Delhi's government digital archives contain hundreds of thousands of duplicate image files, a problem that has quietly compounded since at least 2018 and now threatens the integrity of public records held by departments ranging from the Delhi Development Authority to the Municipal Corporation of Delhi. Officials across multiple civic bodies acknowledged the problem in internal reviews circulated earlier this year, though no single agency has yet claimed ownership of the cleanup.
The issue matters now because Phase 4 of the Delhi Metro—with stations planned through Janakpuri West, Tughlakabad, and Inderlok—has forced a parallel surge in land-record digitisation. Every parcel of affected property along the 65.1-kilometre expansion corridor requires verified photographic documentation.

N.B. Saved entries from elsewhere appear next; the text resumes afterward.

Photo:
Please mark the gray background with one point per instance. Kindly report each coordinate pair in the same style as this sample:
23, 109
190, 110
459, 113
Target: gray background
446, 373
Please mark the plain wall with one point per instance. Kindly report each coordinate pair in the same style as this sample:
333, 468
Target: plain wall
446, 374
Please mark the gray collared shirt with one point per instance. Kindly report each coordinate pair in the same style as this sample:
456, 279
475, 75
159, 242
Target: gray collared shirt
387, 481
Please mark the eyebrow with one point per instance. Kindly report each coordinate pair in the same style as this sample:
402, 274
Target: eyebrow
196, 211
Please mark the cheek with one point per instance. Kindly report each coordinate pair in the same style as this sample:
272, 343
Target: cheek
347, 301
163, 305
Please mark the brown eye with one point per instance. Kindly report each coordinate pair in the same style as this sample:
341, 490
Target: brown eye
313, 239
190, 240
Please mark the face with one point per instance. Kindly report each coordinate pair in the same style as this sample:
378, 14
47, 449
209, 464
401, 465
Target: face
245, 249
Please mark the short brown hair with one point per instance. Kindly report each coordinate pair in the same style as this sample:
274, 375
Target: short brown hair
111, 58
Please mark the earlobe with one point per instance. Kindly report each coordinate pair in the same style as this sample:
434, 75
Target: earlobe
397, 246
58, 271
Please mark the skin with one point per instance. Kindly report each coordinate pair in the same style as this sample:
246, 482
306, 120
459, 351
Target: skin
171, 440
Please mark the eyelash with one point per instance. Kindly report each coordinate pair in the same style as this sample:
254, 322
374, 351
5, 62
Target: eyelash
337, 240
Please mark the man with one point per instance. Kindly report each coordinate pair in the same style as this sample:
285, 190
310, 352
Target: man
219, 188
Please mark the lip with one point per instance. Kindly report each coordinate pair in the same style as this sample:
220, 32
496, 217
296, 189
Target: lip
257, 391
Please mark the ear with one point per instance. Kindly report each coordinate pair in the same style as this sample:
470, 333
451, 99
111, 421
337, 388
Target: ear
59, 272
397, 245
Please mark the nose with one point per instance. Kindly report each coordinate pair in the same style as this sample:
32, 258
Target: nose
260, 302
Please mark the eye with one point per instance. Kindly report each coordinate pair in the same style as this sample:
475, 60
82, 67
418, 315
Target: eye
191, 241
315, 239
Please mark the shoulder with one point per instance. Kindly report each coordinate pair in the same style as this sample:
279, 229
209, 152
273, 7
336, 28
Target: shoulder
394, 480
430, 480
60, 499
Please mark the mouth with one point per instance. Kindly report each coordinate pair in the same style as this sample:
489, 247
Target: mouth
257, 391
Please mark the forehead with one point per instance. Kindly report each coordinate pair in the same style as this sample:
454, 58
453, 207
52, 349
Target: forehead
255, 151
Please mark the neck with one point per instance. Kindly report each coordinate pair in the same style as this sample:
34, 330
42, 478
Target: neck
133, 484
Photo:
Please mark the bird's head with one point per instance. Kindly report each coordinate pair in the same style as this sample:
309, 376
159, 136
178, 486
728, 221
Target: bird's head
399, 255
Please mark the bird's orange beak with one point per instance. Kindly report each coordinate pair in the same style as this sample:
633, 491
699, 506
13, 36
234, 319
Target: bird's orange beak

When duplicate images populate the same database, surveyors cannot reliably confirm which photograph is current, which is superseded, and which was uploaded in error.
How Duplication Took Root
The origins trace back to 2008, when the Delhi government launched its first major push to digitise property and heritage records under the National e-Governance Plan. Departments uploaded scanned photographs independently, without a shared metadata standard or a centralised deduplication protocol. The Archaeological Survey of India's Delhi Circle, responsible for 174 protected monuments in the city, ran a parallel digitisation drive. The DDA maintained its own servers. The MCD—split into three corporations until its reunification in May 2022—had been operating three separate content management systems simultaneously, each capable of storing the same image under a different file name.
The reunified MCD inherited all three databases on a single platform but did not immediately reconcile them. According to a January 2025 report tabled before the Delhi Urban Shelter Improvement Board, roughly 34 percent of image assets migrated from the former North, South, and East Delhi Municipal Corporation servers were flagged as probable duplicates by automated hash-checking software. That figure—34 percent—has become the most-cited number in inter-departmental correspondence on the subject, though the DUSIB review noted the audit covered only JPEG and PNG formats and excluded legacy TIFF files entirely.
The Yamuna cleanup drive added another layer. Between 2020 and 2024, teams operating under the Delhi Jal Board photographed encroachments, ghats, and drain outfalls as documentary evidence for the National Green Tribunal. Many of those photographs were uploaded to both the DJB's internal portal and to a shared NGT compliance dashboard, generating a second class of duplicates that now sit across two jurisdictions with different retention rules.
Old Delhi's Heritage Layer Complicates the Fix
Nowhere is the problem more acute than in the documentation of Old Delhi's built fabric. The Shahjahanabad Redevelopment Corporation has been compiling photographic surveys of havelis, mosques, and stepwells in Chandni Chowk and Ballimaran since 2016. Surveyors working under successive project cycles often re-photographed the same structures without cross-checking earlier uploads. A 2024 internal audit by the corporation found that certain buildings in the Lal Kuan area had been photographed and filed under as many as seven distinct record entries, each assigned to a different survey cycle.
The practical consequence is not merely bureaucratic untidiness. When a structure's condition is disputed—in litigation before the Delhi High Court, for example, or in compensation hearings at the land acquisition collector's office in Tis Hazari—a multiplicity of dated images with conflicting metadata becomes a evidentiary problem that slows proceedings and increases costs for residents.
Several civic technology organisations working in the capital, including those partnered with the Delhi government's e-District portal on Vikas Bhavan, have been piloting AI-assisted deduplication tools since late 2024. The approach involves perceptual hashing combined with geolocation tagging to cluster images of the same physical location regardless of file name or upload date. Early pilots in two east Delhi revenue circles produced results within six weeks, though scaling the method across all 272 revenue circles in the National Capital Territory will require both budget allocation and inter-departmental data-sharing agreements that do not yet exist.
The Delhi government's IT department is expected to present a unified digital asset management framework to the cabinet before the end of the current financial year—March 2027 at the latest. Until then, surveyors, lawyers, and heritage conservationists working with official image records should cross-reference upload dates, GPS metadata, and originating department codes before treating any single file as authoritative. The archive, as it stands, reflects not one city but several overlapping versions of it.